Elasticsearch Best Practice

Here is a checklist of Elasticsearch must-know things which I collect during the most recent year.

Elasticsearch version
More recent release version has better performance. We tested that indexing performance on 5.6.10 is ~20% increased compare with 5.1.1
Memory per node
Do not over 32GB, 31GB is likely safe.
Number of nodes
Two 16GB nodes are better than one 32GB, two 8GB are better than one 16GB, generally, but not always. Do your load test on scenarios you care.
Number of shards
More shards, faster query, slower agg.
Try to avoid very large shard.
Index bulk size and thread count
Load test with your expected data, start with 500-1000 bulk size in several threads.
Refresh interval
Lower interval, lower performance, sooner visible.
Translog durability
Use async with longer interval will increase index speed, with risk of losing data.
Merge segments
Fully merge your read only segments.
Codec
Choose proper codec, best_compression has best compress ratio with slowest speed.
Query
Split huge range query to small ones for saving memory/resp time, unless you need them all at the same time.
Field type
Use text if you need full-text search, otherwise keyword is generally good enough.
RAID/SSD
Use SSD in hot data zone if possible.
RAID can also boost speed. We tested that a 10 disks RAID5 nodes cluster is 10-20% better compare with raw multi data path nodes which enabled replica.
CPU bounds
If Elasticsearch is not your only heavily CPU usage program on the same server, try to bind processes on specific CPUs via e.g. taskset.

Garbage Collectors
Comparison testing GC algorithms.

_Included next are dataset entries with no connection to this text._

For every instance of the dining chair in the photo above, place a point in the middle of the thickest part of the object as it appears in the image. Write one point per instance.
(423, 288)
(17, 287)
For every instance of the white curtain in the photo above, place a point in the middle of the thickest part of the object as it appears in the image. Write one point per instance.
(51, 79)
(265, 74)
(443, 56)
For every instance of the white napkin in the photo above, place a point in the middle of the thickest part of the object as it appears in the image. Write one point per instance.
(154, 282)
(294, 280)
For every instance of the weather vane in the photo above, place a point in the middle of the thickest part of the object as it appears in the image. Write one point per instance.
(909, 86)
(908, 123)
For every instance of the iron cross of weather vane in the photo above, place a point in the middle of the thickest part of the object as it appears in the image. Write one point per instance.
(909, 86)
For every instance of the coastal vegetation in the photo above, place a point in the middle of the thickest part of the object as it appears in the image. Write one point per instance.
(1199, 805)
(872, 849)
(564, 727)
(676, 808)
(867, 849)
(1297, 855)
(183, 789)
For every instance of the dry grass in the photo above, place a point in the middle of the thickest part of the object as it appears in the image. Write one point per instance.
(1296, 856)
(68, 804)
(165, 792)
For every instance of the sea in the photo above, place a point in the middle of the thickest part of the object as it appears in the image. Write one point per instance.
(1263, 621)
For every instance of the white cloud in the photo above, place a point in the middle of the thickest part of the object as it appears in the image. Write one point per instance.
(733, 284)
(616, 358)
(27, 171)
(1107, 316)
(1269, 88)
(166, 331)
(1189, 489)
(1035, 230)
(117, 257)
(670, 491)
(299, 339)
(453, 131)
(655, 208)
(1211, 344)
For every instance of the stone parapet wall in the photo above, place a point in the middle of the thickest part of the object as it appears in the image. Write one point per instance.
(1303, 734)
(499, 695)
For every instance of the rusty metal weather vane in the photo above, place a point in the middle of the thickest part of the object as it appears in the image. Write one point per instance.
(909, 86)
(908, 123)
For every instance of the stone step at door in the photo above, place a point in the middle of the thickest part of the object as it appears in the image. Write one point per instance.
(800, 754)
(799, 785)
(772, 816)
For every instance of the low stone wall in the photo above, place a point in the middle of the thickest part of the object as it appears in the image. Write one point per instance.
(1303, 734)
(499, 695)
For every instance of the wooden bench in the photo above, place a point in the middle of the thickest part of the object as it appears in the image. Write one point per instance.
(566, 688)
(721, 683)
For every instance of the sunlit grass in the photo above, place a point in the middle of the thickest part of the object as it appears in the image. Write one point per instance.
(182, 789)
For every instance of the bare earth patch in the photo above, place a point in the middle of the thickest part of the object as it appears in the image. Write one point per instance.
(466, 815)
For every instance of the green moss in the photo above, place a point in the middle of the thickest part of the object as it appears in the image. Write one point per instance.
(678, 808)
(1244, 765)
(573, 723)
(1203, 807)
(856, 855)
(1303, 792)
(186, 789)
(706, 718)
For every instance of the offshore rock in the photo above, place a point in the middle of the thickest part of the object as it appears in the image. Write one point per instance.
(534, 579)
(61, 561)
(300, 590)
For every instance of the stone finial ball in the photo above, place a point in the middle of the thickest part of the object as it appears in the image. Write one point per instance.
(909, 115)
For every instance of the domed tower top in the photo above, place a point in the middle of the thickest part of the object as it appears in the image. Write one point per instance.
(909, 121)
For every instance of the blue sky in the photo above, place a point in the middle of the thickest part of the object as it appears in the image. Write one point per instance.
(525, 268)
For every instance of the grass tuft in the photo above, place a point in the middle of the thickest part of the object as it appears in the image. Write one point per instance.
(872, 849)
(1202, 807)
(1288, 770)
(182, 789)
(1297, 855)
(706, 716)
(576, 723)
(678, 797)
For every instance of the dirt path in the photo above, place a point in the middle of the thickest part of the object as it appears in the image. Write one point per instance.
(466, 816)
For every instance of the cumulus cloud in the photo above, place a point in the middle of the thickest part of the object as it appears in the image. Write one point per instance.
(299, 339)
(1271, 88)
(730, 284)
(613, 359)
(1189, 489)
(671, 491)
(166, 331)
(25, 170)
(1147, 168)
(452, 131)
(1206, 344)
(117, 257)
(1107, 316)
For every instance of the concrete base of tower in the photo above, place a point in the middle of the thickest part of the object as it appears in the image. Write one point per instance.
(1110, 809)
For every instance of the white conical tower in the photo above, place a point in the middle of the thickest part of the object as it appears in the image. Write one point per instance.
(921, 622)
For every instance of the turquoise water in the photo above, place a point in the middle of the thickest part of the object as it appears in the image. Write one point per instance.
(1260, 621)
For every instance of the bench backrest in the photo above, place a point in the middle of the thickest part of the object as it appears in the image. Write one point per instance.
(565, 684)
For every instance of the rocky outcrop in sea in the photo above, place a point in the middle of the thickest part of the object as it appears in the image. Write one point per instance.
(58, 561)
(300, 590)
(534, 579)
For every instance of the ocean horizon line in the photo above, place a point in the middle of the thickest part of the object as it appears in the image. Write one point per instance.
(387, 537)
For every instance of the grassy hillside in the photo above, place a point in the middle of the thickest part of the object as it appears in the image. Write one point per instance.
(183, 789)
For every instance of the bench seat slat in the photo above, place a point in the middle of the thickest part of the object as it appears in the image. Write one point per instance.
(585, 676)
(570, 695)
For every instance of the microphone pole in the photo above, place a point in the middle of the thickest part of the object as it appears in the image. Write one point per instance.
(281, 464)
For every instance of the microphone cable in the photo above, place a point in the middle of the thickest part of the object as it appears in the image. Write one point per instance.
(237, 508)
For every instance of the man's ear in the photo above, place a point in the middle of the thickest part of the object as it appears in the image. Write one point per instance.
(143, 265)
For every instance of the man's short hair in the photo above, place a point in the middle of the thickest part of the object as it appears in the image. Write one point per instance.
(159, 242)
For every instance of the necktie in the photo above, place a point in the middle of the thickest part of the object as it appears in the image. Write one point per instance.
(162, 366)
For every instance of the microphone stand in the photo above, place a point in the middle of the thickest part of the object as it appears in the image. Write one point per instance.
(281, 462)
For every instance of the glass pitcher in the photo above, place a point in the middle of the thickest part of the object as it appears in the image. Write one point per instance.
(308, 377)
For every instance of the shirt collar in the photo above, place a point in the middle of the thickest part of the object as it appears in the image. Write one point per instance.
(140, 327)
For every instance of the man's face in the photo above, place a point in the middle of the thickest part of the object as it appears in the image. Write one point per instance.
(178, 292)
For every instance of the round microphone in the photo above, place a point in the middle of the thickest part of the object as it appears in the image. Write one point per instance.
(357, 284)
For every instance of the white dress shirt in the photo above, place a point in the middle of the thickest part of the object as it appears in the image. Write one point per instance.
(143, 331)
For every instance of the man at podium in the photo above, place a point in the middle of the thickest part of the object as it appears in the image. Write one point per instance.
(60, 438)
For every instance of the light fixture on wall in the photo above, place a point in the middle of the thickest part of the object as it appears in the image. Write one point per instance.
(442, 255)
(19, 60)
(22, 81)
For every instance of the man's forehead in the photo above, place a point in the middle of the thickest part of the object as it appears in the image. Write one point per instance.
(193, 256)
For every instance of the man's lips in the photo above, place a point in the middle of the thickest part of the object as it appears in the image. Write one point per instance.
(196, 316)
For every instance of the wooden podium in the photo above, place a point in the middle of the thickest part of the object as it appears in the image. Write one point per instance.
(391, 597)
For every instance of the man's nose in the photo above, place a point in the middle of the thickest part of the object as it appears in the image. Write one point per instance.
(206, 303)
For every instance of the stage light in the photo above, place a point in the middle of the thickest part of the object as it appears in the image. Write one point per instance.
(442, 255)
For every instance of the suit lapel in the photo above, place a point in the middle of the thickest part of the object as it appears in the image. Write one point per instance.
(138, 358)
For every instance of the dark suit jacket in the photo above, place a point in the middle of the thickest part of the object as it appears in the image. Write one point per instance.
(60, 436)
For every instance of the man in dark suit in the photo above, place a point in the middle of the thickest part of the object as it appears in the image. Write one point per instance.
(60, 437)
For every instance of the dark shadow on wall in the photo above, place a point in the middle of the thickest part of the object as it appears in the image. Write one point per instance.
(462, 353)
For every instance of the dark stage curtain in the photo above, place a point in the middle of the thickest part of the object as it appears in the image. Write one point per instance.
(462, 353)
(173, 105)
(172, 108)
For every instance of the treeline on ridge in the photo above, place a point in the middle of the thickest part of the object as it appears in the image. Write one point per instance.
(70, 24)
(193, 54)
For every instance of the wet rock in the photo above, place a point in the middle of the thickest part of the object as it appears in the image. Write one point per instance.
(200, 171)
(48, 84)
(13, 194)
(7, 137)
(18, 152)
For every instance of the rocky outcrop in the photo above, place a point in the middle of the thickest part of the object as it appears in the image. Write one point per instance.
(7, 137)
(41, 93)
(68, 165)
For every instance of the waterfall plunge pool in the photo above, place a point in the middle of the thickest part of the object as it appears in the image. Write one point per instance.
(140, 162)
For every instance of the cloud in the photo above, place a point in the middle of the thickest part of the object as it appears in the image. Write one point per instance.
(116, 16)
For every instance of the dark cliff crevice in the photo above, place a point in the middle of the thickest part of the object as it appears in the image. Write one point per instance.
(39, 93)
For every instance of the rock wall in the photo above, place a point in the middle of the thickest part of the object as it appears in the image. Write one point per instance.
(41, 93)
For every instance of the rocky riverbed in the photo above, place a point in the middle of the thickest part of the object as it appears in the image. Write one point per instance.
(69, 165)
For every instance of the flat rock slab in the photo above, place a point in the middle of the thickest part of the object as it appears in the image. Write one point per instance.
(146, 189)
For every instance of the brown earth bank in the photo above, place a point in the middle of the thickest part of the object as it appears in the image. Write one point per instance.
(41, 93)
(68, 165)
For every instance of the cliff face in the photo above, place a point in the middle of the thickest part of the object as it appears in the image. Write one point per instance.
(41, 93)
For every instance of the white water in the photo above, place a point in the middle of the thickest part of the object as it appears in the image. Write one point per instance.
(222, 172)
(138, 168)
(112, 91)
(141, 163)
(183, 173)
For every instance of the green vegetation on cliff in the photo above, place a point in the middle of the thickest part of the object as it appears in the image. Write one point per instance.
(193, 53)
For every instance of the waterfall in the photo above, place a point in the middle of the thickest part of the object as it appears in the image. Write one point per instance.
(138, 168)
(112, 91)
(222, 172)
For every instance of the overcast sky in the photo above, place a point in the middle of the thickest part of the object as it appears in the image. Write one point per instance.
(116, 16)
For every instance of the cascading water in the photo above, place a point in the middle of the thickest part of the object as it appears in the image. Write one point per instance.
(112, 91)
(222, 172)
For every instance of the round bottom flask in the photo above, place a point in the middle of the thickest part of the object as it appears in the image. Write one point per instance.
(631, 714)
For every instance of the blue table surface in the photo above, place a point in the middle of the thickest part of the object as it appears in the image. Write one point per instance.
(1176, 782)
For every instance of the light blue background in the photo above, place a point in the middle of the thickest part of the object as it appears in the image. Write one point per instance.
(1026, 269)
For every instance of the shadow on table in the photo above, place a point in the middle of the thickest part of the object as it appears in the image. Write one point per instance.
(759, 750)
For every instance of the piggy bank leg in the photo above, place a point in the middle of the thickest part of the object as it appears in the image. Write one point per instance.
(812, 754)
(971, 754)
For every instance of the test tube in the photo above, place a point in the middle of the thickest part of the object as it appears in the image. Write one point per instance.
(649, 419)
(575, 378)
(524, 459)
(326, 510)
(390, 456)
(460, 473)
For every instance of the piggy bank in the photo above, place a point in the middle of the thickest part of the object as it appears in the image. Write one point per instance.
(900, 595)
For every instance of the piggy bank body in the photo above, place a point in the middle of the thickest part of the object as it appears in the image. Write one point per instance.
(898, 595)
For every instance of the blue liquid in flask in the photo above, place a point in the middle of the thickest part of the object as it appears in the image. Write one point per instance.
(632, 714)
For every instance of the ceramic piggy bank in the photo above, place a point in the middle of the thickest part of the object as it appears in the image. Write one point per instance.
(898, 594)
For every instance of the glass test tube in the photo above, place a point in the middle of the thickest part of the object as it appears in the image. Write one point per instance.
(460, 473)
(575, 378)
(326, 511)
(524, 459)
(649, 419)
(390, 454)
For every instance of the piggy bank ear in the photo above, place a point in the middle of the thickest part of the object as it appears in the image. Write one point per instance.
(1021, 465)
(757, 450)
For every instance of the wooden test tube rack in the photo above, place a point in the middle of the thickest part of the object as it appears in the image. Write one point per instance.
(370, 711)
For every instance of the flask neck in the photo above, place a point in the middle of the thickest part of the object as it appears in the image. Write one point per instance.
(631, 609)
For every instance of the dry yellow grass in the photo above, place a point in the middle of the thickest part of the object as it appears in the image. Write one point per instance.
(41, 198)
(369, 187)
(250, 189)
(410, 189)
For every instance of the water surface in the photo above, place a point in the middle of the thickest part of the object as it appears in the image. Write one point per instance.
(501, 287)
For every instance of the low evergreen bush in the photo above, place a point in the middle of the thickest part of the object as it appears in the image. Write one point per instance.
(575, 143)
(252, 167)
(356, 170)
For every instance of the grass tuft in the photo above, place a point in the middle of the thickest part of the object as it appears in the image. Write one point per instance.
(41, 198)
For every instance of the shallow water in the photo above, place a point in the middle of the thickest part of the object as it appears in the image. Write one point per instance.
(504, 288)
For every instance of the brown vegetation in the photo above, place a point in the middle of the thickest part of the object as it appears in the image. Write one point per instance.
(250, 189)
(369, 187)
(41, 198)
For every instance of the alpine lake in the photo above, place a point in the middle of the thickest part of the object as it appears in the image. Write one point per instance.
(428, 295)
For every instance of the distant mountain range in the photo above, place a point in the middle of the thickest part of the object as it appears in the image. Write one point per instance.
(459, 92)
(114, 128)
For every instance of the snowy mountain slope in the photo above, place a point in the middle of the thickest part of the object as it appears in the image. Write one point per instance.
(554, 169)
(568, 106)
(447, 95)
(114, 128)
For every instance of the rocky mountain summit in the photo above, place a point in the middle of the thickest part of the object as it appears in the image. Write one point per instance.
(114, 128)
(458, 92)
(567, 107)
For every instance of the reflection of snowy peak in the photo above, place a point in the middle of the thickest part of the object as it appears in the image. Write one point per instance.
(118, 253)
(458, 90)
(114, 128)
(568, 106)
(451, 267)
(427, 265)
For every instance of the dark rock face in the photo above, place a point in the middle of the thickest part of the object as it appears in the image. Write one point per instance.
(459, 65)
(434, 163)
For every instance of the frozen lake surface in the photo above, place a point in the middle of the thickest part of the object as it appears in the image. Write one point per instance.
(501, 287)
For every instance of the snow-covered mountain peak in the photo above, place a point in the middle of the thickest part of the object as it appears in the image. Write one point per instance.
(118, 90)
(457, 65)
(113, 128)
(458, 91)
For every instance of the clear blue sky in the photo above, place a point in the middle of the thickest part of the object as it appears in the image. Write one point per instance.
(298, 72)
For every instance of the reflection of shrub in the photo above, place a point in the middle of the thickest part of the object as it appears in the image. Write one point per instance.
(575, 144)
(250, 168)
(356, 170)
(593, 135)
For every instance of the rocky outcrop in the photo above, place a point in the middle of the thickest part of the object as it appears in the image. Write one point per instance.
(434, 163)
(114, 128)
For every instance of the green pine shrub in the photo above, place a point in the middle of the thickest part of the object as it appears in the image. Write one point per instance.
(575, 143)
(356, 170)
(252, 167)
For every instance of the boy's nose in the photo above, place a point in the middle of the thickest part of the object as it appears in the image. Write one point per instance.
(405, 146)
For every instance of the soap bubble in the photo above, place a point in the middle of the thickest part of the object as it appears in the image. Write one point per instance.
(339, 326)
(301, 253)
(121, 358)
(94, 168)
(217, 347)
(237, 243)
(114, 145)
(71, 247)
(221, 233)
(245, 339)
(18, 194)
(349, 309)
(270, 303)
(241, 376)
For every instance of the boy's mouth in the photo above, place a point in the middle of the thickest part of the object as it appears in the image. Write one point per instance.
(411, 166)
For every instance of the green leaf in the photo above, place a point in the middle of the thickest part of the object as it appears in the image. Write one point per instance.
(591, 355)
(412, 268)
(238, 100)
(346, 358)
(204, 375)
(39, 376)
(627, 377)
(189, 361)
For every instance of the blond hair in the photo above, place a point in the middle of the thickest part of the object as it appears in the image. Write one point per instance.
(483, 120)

We firstly use G1 then switch back to CMS, case of G1 node sometimes just crashed.
Off-heap
Limit off-heap usage by -XX:MaxDirectMemorySize.
OS
Disable or minimal swapping.
Unlimit or turn up memlock and nofile.
Enable coredump, but don’t forget to clean up history data.
Aggregation bucket size
Limit bucket size especially in a multi nested agg, to avoid discrete explosion.
Sniffing
Enable sniffing indexing across cluster nodes.
Connection
Use long-lived connection, setup retry and rebuild strategy.
Disk space
Monitor disk space usage. Alarm when high, auto delete/stop storing when really high.
Deadlock
Cluster node may stuck in dead lock like java.io.IOException: failed to read.+file:(.+).st, this could happen on an accidentally lose power or disk corruption. Monitor the error log and delete the st file.
IP
Sometime host IP changed without inform Elasticsearch. Detect it and modify the setting.
Index allocate status
Shards may not success assigned, although it’s rare. Monitor the UNASSIGNED shard and reassign/reroute it.
Auto restart
Auto restart is generally useful, customize your startup/cron script.
Other monitor
Throughput, latency, GC status, CPU, memory, disk and so on.

920X/930X
Protect your service from outside world, by firewall, x-pack, searchguard.
Wildcards
Disable wildcard/regex delete feature unless you are fully confident.

27 Feb 2019